Cette vision de la machine folle, emballée, est autant appliquée à ses constructions informatiques qu’à ses concepts artistiques de départ. On la retrouve ainsi également dans ses sources d’inspiration, et dans ses sources sonores. La série « Xerrox » par exemple s’inspire de la photocopie et des dissonances, des variations incontrôlables, qui naissent convulsivement lorsqu’on photocopie une photocopie d’une photocopie d’une photocopie, etc. En poursuivant à l’infini le processus de copie imparfaite, mensongère, dissociée de la condition initiale, de l’image de base, on obtient la génération spontanée d’un monstre, qui prend rapidement une vie propre. Chaque nouvelle réplique est non seulement imparfaite, mais de plus en plus éloignée de l’objet de départ, jusqu’à en devenir elle-même un nouvel original, entièrement distinct de la source première. Le peu d’informations que répliques et originaux conservent en commun introduisent une complexité et surtout une ambiguïté qui fait la richesse des constructions de Nicolai.
Évoluant à la frontière, encore récente, de l’art sonore et de l’art plastique, Carsten Nicolai présente un travail qui utilise autant la perception de l’œil que celle de l’oreille.
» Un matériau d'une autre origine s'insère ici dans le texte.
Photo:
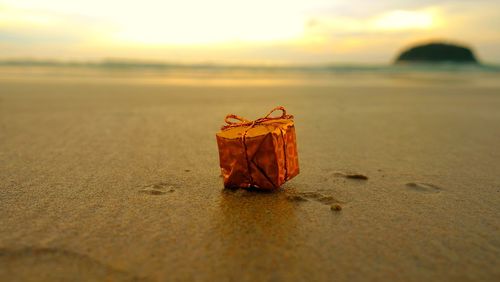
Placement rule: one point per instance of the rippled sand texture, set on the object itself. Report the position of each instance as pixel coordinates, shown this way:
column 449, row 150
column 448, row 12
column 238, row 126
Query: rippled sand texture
column 118, row 181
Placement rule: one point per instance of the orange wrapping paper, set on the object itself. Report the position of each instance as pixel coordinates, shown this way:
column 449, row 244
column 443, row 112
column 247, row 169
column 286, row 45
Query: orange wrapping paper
column 260, row 153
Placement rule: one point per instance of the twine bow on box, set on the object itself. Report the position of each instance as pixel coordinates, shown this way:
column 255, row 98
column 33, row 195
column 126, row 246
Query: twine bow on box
column 244, row 122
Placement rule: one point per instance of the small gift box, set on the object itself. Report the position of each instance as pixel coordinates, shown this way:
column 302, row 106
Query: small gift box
column 260, row 153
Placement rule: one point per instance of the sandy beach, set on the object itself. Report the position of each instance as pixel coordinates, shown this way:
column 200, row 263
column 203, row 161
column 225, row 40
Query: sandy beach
column 118, row 180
Ces travaux ont autant sinon plus leur place dans les galeries et musées d’art contemporain que dans les salles de concerts. S’il multiplie les pseudonymes comme musicien (noto, alva noto, cyclo avec Ryoji Ikeda, ainsi que d’autres collaborations encore, avec Mika Vainio ou Ryuichi Sakamoto par exemple), avec pour chacun une distinction subtile (alva noto serait ainsi le projet « pop » et noto le projet « scientifique »), Carsten Nicolai est également connu sous son nom pour ses installations plastiques, dans lequel il établit des parallèles entre le son et la matière. Depuis l’informatique, il est possible de visualiser le son de manière graphique et de le manipuler sur cette base, en exploitant la forme sinusoïdale des fréquences, la grille des structures rythmiques, et de superposer ainsi les deux approches, traitant le son avec l’œil et le visuel sur des bases rythmiques. Le prolongement le plus immédiat à cette démarche est le travail vidéo qui accompagne ses performances live, où l’image est un support directement issu de la structure musicale, en en reprenant les dynamiques et les tonalités, non dans le sens d’un décor, qui ne serait qu’un complément accessoire du son, mais comme l’autre versant d’une œuvre qui mettrait tous ces éléments sur un même pied. De la même manière, ses œuvres plastiques intègrent le son non comme un ajout subsidiaire, un enjolivement, mais comme une donnée entrant à la fois dans le projet final et dans le processus d’élaboration, lors de la conception de chaque projet. On y retrouve à l’œuvre des thématiques similaires : l’aléatoire, la microscopie, la dégénérescence, la physique du son, la codification de l’information, etc. Il établit ainsi une conversation qui se traduit par la transcription d’un domaine à l’autre, c’est-à-dire la visualisation du son d’une part, et la composition graphique de ses pièces sonores d’autre part.